// eight //

37 0 0
                                    



it's thursday.

it's thursday.

yes, it's thursday. that's what it says on the auditorium whiteboards, that's what it says on the phone calendars, and that's what it says on everyone i come across.

tomorrow's friday.

tomorrow's friday.

yes, tomorrow's friday. that's what it will say on auditorium whiteboards, that's what it will say on the phone calendars, and that's what it will say on the ticket if i hand it in to whoever in the gig entryway.

i don't want to go, but at the same time i want to go. if i choose not to go, what will i do with the ticket? rip, tear, disintegrate, whatever else the ticket or give it to someone i know that actually likes them.

i told him that i'll be there, or maybe i gave him the impression that i told him that. either way i'll show up, they play their music, i leave, nothing else happens. i won't stay for a chat, i won't stay for a few drinks, and i definitely won't stay the night for whatever reason. i've dragged myself into this situation by letting matty talk to me. i could've not opened my door, i could've kept it closed, i could've ignored him, and i could've been away from my past revisiting me.

but, i had to open the door, i had to talk to him, i had to do it. i couldn't just ignore him until he went away, he'd probably come back the next day. i wouldn't know what to say whenever i'm forced to look at his face.

actually, maybe it's a good idea.

i don't think that it's a bad idea.

it's matty healy, for christ's sake.

girls who are infatuated by him would kill to have what i've had with him.

"imagine if he goes all out to try to please you," he chuckled, "and then he takes you to his apartment." it was 5:18pm on thursday, in my dorm room. "collin, that won't happen. whatever you're on about isn't true and it will never happen." i spoke, imaginary smoke made of annoyance blew out of me.

"what if it does happen?"
"over my dead body."
"i have a feeling that it'll happen"

"collin, he can't be arsed to do so," i said, "and even if he does that, it's not like we're dating or anything. he just gave me the ticket and hoped i would be there just for old time's sake. if you actually think that i'm going to have sex with him after that, you're fucking wrong and vile." i let out a breathy laugh and the line went silent on the other end, just subtle breathing. "after everything, do you really think that matty would want that again with me? do you really think that? i'm not in love with him anymore. i'm only going as a friend to george and a friend to no one more."

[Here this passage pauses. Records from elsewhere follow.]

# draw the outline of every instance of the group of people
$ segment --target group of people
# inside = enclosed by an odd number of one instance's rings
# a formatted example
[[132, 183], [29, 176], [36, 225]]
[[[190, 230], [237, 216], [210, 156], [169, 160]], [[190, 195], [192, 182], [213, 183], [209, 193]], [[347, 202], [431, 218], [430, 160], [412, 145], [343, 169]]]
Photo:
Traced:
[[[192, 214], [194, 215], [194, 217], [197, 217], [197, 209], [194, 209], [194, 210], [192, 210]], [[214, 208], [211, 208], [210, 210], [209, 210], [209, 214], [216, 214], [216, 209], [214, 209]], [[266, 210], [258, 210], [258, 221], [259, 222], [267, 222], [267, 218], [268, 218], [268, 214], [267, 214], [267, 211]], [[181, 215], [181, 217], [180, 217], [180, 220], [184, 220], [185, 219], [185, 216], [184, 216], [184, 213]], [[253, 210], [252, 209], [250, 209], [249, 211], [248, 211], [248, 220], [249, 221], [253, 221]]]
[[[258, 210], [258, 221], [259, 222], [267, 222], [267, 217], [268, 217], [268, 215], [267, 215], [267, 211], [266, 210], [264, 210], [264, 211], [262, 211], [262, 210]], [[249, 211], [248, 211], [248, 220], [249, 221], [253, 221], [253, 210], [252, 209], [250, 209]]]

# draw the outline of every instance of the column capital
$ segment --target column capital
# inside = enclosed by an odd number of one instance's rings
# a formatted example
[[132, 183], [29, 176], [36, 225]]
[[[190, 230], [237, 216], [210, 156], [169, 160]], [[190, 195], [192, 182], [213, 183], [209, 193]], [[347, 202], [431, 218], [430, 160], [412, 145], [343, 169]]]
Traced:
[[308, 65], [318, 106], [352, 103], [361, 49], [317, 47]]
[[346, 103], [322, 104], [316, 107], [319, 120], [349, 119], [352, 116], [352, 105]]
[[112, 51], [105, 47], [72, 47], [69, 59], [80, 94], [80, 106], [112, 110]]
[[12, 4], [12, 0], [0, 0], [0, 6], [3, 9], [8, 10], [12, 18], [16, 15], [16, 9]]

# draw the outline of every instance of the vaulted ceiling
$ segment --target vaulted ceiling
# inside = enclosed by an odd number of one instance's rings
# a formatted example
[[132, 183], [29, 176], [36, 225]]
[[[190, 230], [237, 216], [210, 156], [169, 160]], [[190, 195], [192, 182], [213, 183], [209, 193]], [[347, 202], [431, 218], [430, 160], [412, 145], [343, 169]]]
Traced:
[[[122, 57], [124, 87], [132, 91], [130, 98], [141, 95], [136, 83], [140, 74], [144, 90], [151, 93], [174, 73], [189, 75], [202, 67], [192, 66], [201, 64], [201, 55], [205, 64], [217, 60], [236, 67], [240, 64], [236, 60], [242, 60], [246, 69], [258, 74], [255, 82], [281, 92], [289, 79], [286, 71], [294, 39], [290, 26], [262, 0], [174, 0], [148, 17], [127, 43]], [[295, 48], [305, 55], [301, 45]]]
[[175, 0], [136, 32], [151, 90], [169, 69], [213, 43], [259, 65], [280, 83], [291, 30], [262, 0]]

"you were in love with him." collin spoke. i cocked my head to the side, "how so?" and i stupidly asked, i knew the answer already. "remember the party night, when i was with you outside? you seemed pissed off when he came out, but beneath all of that, i could tell that you were still infatuated by him. one way or another, you're definitely going back to him. it's so clear and so obvious, len." his breathy tone filled my left ear. now, that was an answer i didn't know. "what if it isn't so clear and so obvious? nothing is set on anything at all. you, of all people, should know that by now." it's a good thing he isn't here to see me roll my eyes.

"lennon, just a side note from me. if you ever decide on getting back together with him, don't tell everybody right away. take some time with him to make sure the relationship is what you both want and if it's what you need. then, you can tell everybody." his soft voice lingers around, he's actually right. "that's true, collin. thank you for this. i would stay and chat a bit more, but i have to go. i'll see you tomorrow." i ended the call.